愛用の枕に頬をすり寄せる。干したばかりのお日様の匂いが彼女の身体を侵食していく。昔彼が『幸せを感じる瞬間だ』と言ってたこの匂いは、今まさしく名無しに幸せを与えているのか。
『サッチが呼んでたぞ』
エースがベッド側に立って名無し、と呼びかけると、名無しが鈍重な動きで仰向きになって、片目だけ開けてエースに視線を向けた。彼女は彼のそばかすあたりをじっと眺めて、もう今日は閉店です、と言った風に、いかにも怠そうに口を開く。
『私は居ないと伝えて』
『今日当番だろ?』
『…何でこんなに暑いの』
『この部屋は極寒だけどな。何度に設定してんだよ』
エースがキョロキョロと部屋を探す。名無しが起き上がろうともせずに彼の目的の物を指差すと、エースは困った風に笑ってエアコンのリモコンを雑に取った。そして表示された数字に眉を寄せる。
『18度?』
『暑いんだもん』
『じゃあ何で毛布被ってんだよ』
『これがこの気候の醍醐味なの』
『…次の島に上陸しそうなんだってよ』
『え〜やだよ。
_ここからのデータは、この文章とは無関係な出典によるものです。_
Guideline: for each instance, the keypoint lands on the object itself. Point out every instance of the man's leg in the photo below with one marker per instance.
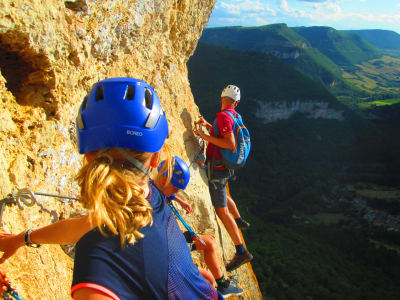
(211, 260)
(210, 254)
(218, 194)
(242, 224)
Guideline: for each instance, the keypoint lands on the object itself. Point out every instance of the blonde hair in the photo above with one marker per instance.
(110, 189)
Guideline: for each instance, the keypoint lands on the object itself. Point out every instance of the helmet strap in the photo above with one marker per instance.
(134, 161)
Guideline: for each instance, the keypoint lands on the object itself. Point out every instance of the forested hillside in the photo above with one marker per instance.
(348, 65)
(286, 188)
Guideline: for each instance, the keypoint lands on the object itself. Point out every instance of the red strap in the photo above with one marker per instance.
(96, 287)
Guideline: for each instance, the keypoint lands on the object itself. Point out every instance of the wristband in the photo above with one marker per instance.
(27, 239)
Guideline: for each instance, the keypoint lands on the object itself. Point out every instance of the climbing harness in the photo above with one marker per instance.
(7, 292)
(27, 197)
(178, 215)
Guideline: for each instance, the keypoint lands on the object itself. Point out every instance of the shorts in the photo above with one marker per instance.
(189, 240)
(217, 187)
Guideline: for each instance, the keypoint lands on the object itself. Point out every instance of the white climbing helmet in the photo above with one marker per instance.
(231, 91)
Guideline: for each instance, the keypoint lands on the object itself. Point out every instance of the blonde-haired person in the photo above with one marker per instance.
(135, 249)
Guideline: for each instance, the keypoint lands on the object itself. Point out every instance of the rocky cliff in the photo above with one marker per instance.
(51, 52)
(281, 110)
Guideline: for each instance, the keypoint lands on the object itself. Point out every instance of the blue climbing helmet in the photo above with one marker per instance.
(121, 112)
(180, 173)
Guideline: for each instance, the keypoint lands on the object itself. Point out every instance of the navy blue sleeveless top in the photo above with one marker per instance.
(158, 266)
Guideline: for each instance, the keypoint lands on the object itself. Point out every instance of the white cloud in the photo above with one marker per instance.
(334, 13)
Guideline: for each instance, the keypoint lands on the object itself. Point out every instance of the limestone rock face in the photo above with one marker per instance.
(51, 52)
(281, 110)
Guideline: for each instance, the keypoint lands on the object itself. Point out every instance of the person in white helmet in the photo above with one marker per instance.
(219, 174)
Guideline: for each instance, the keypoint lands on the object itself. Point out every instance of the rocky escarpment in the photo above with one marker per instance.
(278, 110)
(51, 52)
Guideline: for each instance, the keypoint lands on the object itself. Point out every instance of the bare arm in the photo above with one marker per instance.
(203, 122)
(227, 141)
(67, 231)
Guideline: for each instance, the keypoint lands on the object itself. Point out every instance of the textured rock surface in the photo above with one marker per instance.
(51, 52)
(280, 110)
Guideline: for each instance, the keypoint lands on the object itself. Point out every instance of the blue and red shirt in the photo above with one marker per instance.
(225, 126)
(158, 266)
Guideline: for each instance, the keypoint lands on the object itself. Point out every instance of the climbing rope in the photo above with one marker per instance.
(26, 197)
(178, 215)
(7, 292)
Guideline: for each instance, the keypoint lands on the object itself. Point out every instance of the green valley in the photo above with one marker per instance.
(311, 235)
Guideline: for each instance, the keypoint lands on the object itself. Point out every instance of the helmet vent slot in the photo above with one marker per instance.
(148, 98)
(100, 93)
(130, 92)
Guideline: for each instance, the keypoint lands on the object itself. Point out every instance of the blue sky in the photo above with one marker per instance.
(339, 14)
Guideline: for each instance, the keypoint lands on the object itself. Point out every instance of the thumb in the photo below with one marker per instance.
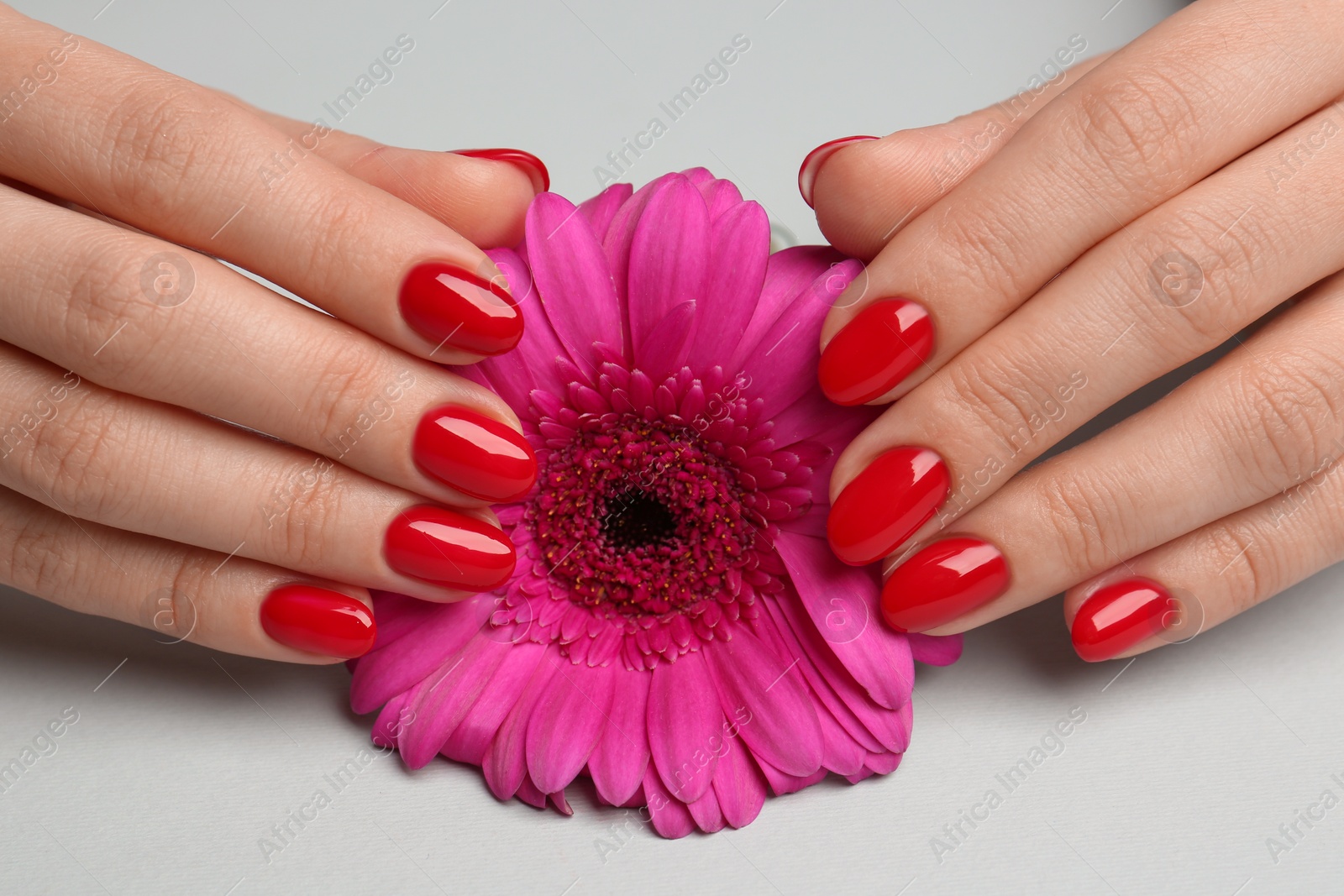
(866, 190)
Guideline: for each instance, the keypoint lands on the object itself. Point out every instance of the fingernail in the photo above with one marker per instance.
(318, 621)
(475, 454)
(1120, 616)
(448, 548)
(941, 582)
(817, 157)
(449, 305)
(895, 495)
(534, 167)
(882, 345)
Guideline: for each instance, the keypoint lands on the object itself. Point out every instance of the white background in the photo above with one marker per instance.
(183, 759)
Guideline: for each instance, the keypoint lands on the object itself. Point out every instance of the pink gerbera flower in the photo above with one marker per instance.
(676, 626)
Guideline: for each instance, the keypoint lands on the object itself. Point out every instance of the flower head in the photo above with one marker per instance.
(676, 626)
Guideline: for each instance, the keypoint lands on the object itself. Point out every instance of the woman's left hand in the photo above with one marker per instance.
(1070, 248)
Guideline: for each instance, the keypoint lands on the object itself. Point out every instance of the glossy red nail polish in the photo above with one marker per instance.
(1120, 616)
(318, 621)
(475, 454)
(941, 582)
(449, 305)
(897, 493)
(882, 345)
(448, 548)
(528, 161)
(817, 157)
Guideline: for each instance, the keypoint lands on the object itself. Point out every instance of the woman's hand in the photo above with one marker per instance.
(138, 372)
(1039, 261)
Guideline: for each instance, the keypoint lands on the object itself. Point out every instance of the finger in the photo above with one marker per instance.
(463, 188)
(1131, 134)
(159, 470)
(867, 192)
(128, 312)
(181, 593)
(167, 156)
(1205, 578)
(1257, 422)
(1099, 332)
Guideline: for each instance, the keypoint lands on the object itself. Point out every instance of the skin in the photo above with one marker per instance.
(1034, 258)
(124, 493)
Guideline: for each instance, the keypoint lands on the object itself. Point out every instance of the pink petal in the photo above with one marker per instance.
(601, 210)
(472, 736)
(669, 261)
(739, 248)
(669, 815)
(665, 348)
(504, 762)
(440, 703)
(571, 275)
(788, 273)
(936, 651)
(685, 719)
(568, 723)
(843, 605)
(622, 757)
(784, 783)
(739, 786)
(706, 813)
(840, 754)
(387, 672)
(784, 364)
(783, 725)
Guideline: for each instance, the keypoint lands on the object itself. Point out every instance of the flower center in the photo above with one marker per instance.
(642, 516)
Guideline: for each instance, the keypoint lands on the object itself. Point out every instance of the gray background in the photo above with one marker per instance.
(183, 759)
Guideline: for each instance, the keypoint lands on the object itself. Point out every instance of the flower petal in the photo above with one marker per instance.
(601, 210)
(383, 673)
(568, 723)
(504, 762)
(685, 719)
(783, 723)
(706, 813)
(472, 736)
(622, 757)
(784, 364)
(739, 786)
(843, 605)
(571, 275)
(669, 259)
(440, 703)
(739, 250)
(669, 815)
(936, 651)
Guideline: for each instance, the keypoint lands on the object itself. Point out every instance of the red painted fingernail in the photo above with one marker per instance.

この部屋から出たくない』
意地でも動く気配の無い名無しに、エースはハア、とため息をつく。こうなった彼女は死んでも動かない事を彼は長年の付き合いでよく知っている。仕方がない、サッチに言って代わりに俺が当番やるか、と踵を返した。が、それは叶わなかった。
『…動けねーんだけど』
毛布の隙間からにょきっと生えているのは、白くて細い腕。そしてその矛先はエースのズボンの裾へと伸ばされている。正直に言うと、エースが少し本気を出せば軽くあしらえるものであったが、その気のないエースはくつっと口の中で笑うと、ベッド脇に座る。
『寂しいのか?』
『違います』
口ではそうは言ってるか、ゴソゴソと人一人分のスペースを空けて、向こう側にそっぽを向く彼女にエースは今度こそ声を出して笑う。そして素直に彼女のご要望にお応えする事に決めて、毛布の隙間から入り込んだ。
『…暑い』
自分から入れと言ったくせに、天邪鬼なことを言う彼女の出てけと言わんばかりの声のトーンにエースは動じることもなく、逆に体を寄せて名無しの隙間を埋める。
『そりゃあ、火だからな』
名無しの頸にかかる髪をかき分けて、そうして傷のない綺麗な彼女の頸に触れるだけのキスを送る。